By the time she was 19, she had 1 million followers.
When Maria started her freshman year at the University of California, Berkeley (as a math major), she decided to treat her newfound access to social media as a college course. Deep diving into analytics, obsessively monitoring trends, and tracking her own performance daily.
Her shift into politics came when she realized that social media isn’t just entertainment, it’s infrastructure. People with platforms don’t just participate in national conversations; they shape them.
When COVID hit, she posted a video encouraging her followers to get vaccinated. The response stunned her. Hundreds of comments poured in from people saying they had scheduled their appointments because of her.
Seeing that kind of tangible impact made something click. If a single video could influence real-world decisions, what could sustained political engagement do? She changed her major to political science soon after, determined to better understand, and responsibly wield, the power she had discovered.

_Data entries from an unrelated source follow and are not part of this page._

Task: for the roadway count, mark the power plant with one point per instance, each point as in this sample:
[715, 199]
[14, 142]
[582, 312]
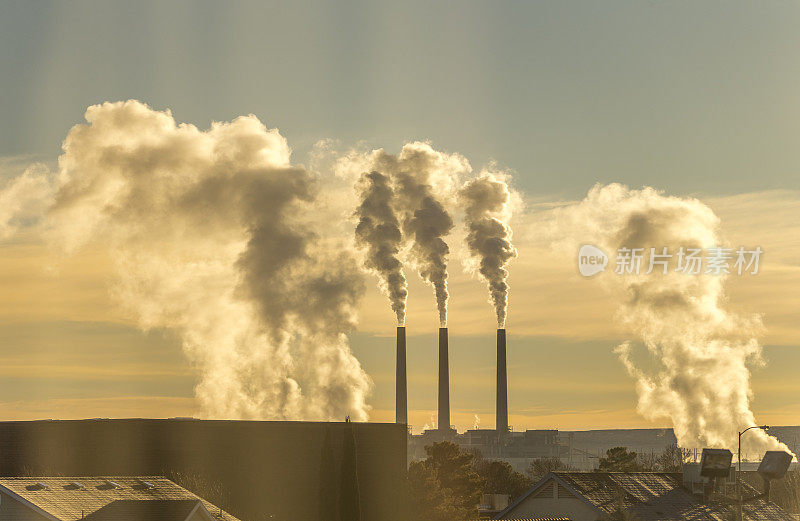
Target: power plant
[444, 382]
[401, 391]
[443, 418]
[501, 421]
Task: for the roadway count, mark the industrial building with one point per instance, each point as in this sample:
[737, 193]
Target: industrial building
[268, 470]
[108, 498]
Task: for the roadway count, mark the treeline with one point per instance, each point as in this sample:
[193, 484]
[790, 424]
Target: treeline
[447, 485]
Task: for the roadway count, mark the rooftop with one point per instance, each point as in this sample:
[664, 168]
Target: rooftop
[108, 497]
[651, 495]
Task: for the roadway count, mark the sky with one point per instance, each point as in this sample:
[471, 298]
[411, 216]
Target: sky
[692, 99]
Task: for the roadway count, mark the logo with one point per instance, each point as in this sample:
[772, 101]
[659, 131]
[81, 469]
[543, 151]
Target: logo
[591, 260]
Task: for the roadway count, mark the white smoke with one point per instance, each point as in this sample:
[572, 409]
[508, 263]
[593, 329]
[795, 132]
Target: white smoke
[378, 229]
[423, 181]
[487, 207]
[209, 240]
[23, 199]
[703, 350]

After graduating from Berkeley, Maria and her best friend packed everything they owned into a Subaru and drove cross-country to Washington, DC, with equal parts optimism and gas money. She started out in nonprofit campaigns, cutting her teeth on digital strategy and rapid response, before being recruited as the first employee at a new political media firm, Four Lions Media.
At Four Lions, she worked behind the scenes with national advocacy organizations, labor unions, and Democratic candidates across the country: building messaging frameworks, shaping digital narratives, and helping campaigns translate complex policy into content people would actually watch.

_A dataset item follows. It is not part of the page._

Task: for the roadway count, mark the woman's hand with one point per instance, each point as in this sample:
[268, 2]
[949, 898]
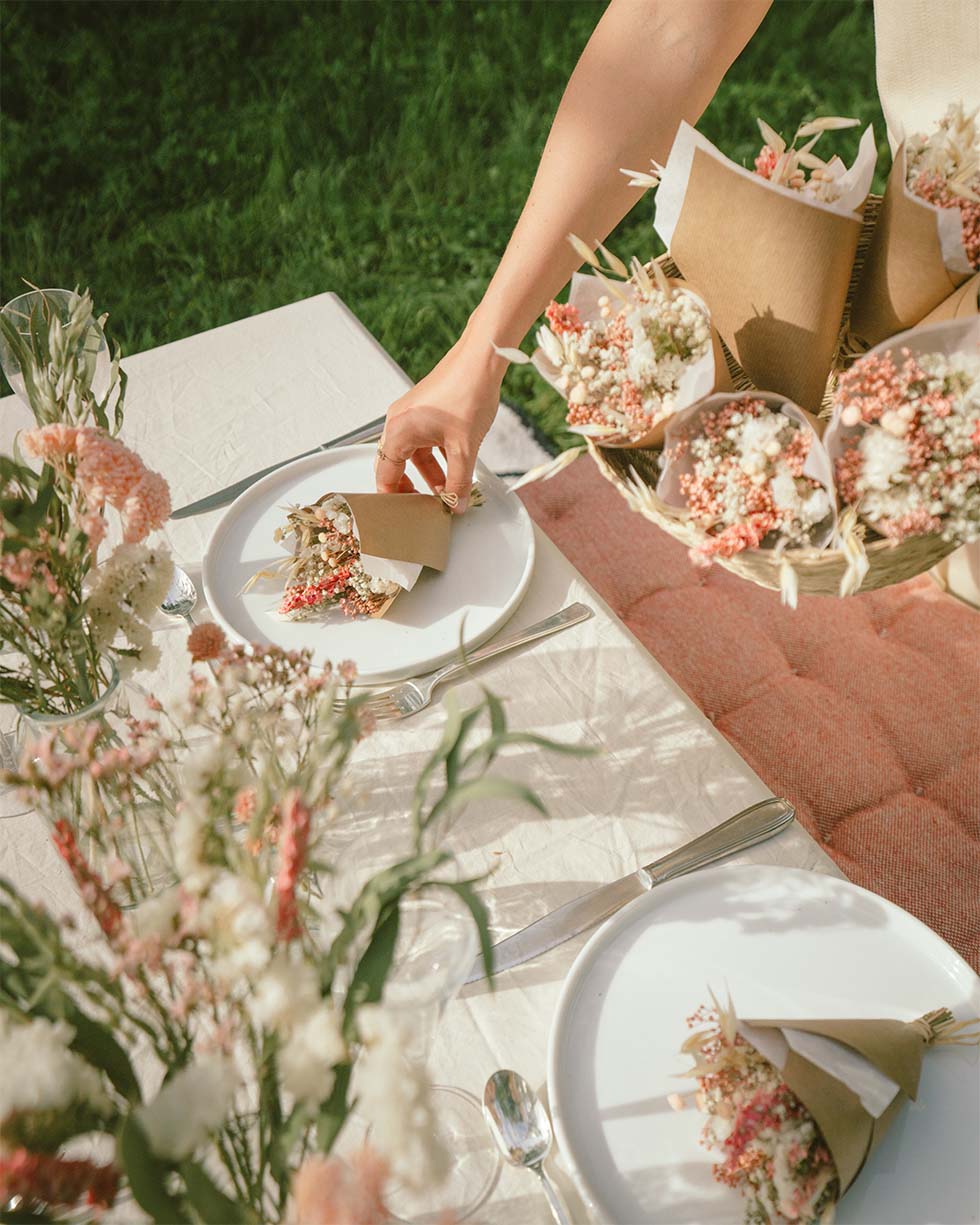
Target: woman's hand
[450, 410]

At the same time, she was growing an online presence of her own. After surpassing 2 million followers on her spy interview channel, she began cultivating a second account focused on sharp, politically infused comedy. As that platform grew into the hundreds of thousands, her two worlds converged. She worked closely with the Harris campaign, traveling to battleground states in the months leading up to the election and producing content that generated tens of millions of views.
What began as side projects — campaign work and comedy — became a singular lane: shaping political conversation both on and off the ballot.